<既に裏は取れていた>
嘉助は全面的に調査に協力することを約束し、明日からの本格調査に向けて、監視員本部とERIの資料などを提出できるよう手配を済ませた。
今回の調査には、ジャネットと共に5人の捜査官が対応する。彼らが明日人間界に到着した後は、まずERI内部の調査から開始することになった。
ジャネットを明日までの待機所として社宅へ案内し、事務所に戻った嘉助は、すぐに杏子を呼んだ。
「おい! なんであんな小娘、さっさと追い返さなかったんだよ!」
杏子は完全にお怒りモードであった。
「追い返したところで、もっと手強い捜査官が来たら余計に厄介じゃないか」
「……まあ、確かにあいつ程度なら、転がすのも容易いだろうけどな」
杏子も嘉助の指摘に、小物感あふれるジャネットの顔を思い出し、毒気を抜かれたようだ。
「でも、このまま好き勝手やられるのも癪なんだけどな」
「当面はやらせておけばいいよ。こっちだって黙って見ているだけじゃないからね」
嘉助がニヤリと不敵に笑う。
「なるほどね。まあ、そういうことなら我慢もするか」
杏子も嘉助の真意を察したようで、ジャネットに対する憐れみの表情を浮かべて微笑んだ。
すぐさま嘉助は霊界学園へと連絡を入れ、学園長に会うため学園へ向かった。
杏子もERIへと向かい、明日からの調査に関する下打ち合わせを行うことにした。
その頃、ジャネットは社宅の一室で、任務完了後に天界への道が開ける夢を見ながら、ぐっすりと眠りについていた。
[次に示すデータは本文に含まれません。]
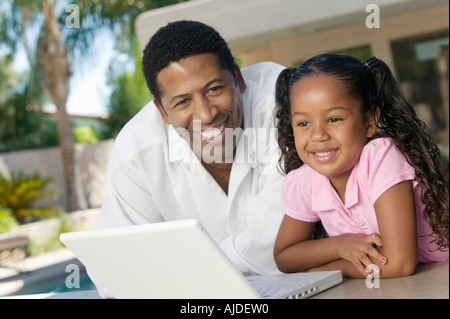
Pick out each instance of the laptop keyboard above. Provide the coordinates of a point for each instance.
(269, 290)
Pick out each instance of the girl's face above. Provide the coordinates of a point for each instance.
(330, 130)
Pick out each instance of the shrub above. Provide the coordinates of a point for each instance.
(20, 192)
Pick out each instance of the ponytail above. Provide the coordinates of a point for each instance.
(399, 121)
(289, 159)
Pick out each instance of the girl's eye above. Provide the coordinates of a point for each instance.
(215, 90)
(302, 124)
(182, 102)
(334, 119)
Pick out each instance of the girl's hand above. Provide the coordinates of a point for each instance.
(357, 248)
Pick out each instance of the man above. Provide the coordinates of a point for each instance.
(204, 148)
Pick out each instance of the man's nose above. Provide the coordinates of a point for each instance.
(204, 111)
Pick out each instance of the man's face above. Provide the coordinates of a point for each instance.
(204, 102)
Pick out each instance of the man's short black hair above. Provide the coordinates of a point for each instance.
(179, 40)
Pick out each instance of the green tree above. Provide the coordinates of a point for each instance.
(63, 38)
(129, 95)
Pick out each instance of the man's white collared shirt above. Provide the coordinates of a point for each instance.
(154, 176)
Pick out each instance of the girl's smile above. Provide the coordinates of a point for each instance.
(329, 128)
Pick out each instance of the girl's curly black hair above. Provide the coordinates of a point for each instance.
(373, 83)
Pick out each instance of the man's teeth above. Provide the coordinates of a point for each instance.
(324, 153)
(212, 133)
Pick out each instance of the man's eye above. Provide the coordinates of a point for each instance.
(215, 90)
(182, 102)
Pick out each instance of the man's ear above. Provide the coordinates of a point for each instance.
(239, 78)
(162, 112)
(371, 122)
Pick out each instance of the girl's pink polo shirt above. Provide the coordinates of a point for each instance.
(309, 196)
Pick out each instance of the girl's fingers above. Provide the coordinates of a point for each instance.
(376, 255)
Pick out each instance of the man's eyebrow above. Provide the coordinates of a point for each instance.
(331, 109)
(182, 96)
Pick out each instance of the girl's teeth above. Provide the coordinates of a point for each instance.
(212, 133)
(324, 154)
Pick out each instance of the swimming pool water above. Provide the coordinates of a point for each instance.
(56, 286)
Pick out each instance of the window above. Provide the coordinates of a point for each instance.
(422, 70)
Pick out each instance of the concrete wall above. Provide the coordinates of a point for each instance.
(91, 160)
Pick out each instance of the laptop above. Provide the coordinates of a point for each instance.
(179, 260)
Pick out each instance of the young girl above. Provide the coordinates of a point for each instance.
(359, 160)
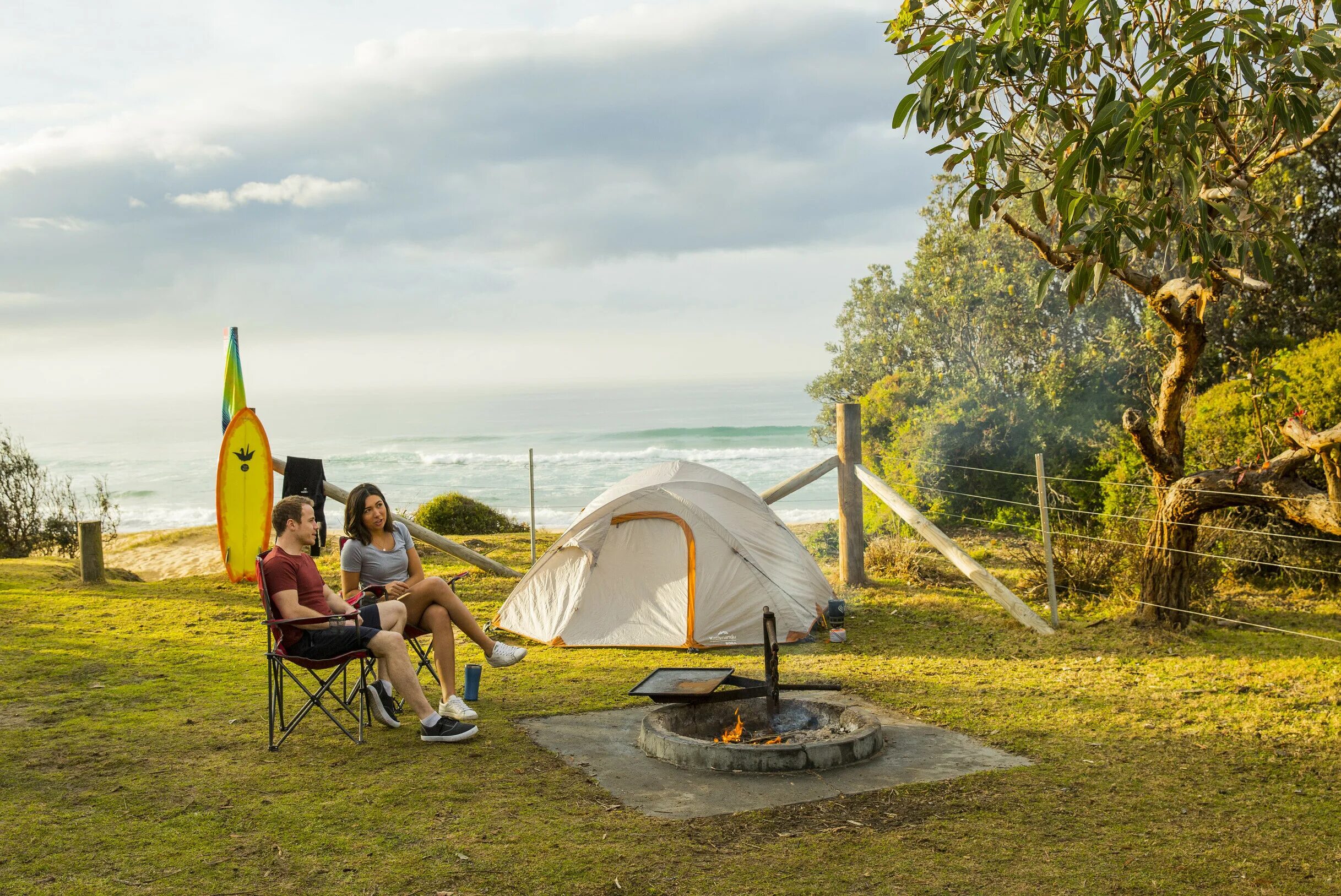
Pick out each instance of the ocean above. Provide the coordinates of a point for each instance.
(160, 457)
嘉助が学園長室に入ると、そこには学園長の他に、閻魔とヨルダ老師も顔を揃えていた。さらに、学園長と懇意にしている若手評議会議員のゼルも同席している。
「おや、皆さんお揃いでしたか」
嘉助が飄々と入っていくと、軽い挨拶を交わした。
「相変わらずだな、嘉助は」
学園長が嘉助をソファへと招く。
「で、今回は公安の動きに関してだろ?」
嘉助が腰を下ろすなり、学園長はその来訪理由をズバリと指摘した。
「おやおや、既にお見通しのようですね」
嘉助はやれやれと首を振る。
「まあ、我々も何かと情報の網は広げているからな。特に『あの4人』に関連することにはな」
閻魔が髭を捻りながら、当然だと言わんばかりの顔をしている。
「やはり、四仙会絡みでしたか」
嘉助の問いに、学園長はゼルの方へ視線を送った。
「はい。学園長から指示を受け彼らを見張っていたところ、最近、公安庁の副総監を頻繁に接待に連れ出しておりましてね。何かを企んでいると睨んでいました」
「なるほど。確かに調査に来た者は、副総監直々の指名で来たと自慢していましたよ」
「ハハハ、直々か。まあ嘉助も分かっているだろうが、人間界での調査なんてまともなエリート官僚は引き受けんよ。結局、無名の下級管理官辺りを送り込んだんだろうな」
学園長も愉快そうに笑みを浮かべる。
「で、四仙会は何を企んでいるのです?」
「はい。まだはっきりとは分かりませんが、彼らの言動から察するに、恐らく人間界の混乱状態をさらに助長させるためと思われます」
ゼルが答えた。
「ふーむ……。嘉助らが余りにも鮮やかに混乱を鎮めたので、お前たちを排除したいのじゃろうて」
老師の言葉に、一同も深く頷く。
「あの節は老師に色々助言をいただき、本当に助かりました」
「全くですな。あの大事件がこの程度の混乱で収まったのは、全て老師の活躍によるものですからね」
閻魔は当時を思い出し、しみじみと語った。
「いやいや、それを言うなら、閻魔が即座に死神を総動員させて嘉助たちを支援させたのも大きかったであろうよ」
老師の言葉に、閻魔は「いやいや」と謙遜して首を振る。
「……もう一つ、気になることもあります」
ゼルが話を戻した。
「どうも彼らは、悪魔討伐をさせたくないようですね」
その言葉に、室内の空気が一変した。
ゼルによれば、監視員から「悪魔多発の兆しあり」と報告されているのに対し、彼らは「人間界のことは人間界で対処すべき」と主張。天界が悪魔討伐令を出さないよう、終始牽制しているというのだ。
「それが彼らにとって、何の益があるというのじゃろうな……」
老師が怪訝そうに首を捻った。
「なるほど。それでダーズリー卿出現に対しても、天界の動きが鈍かったのですね」
嘉助は全ての点がつながったように、深く納得して頷いていた。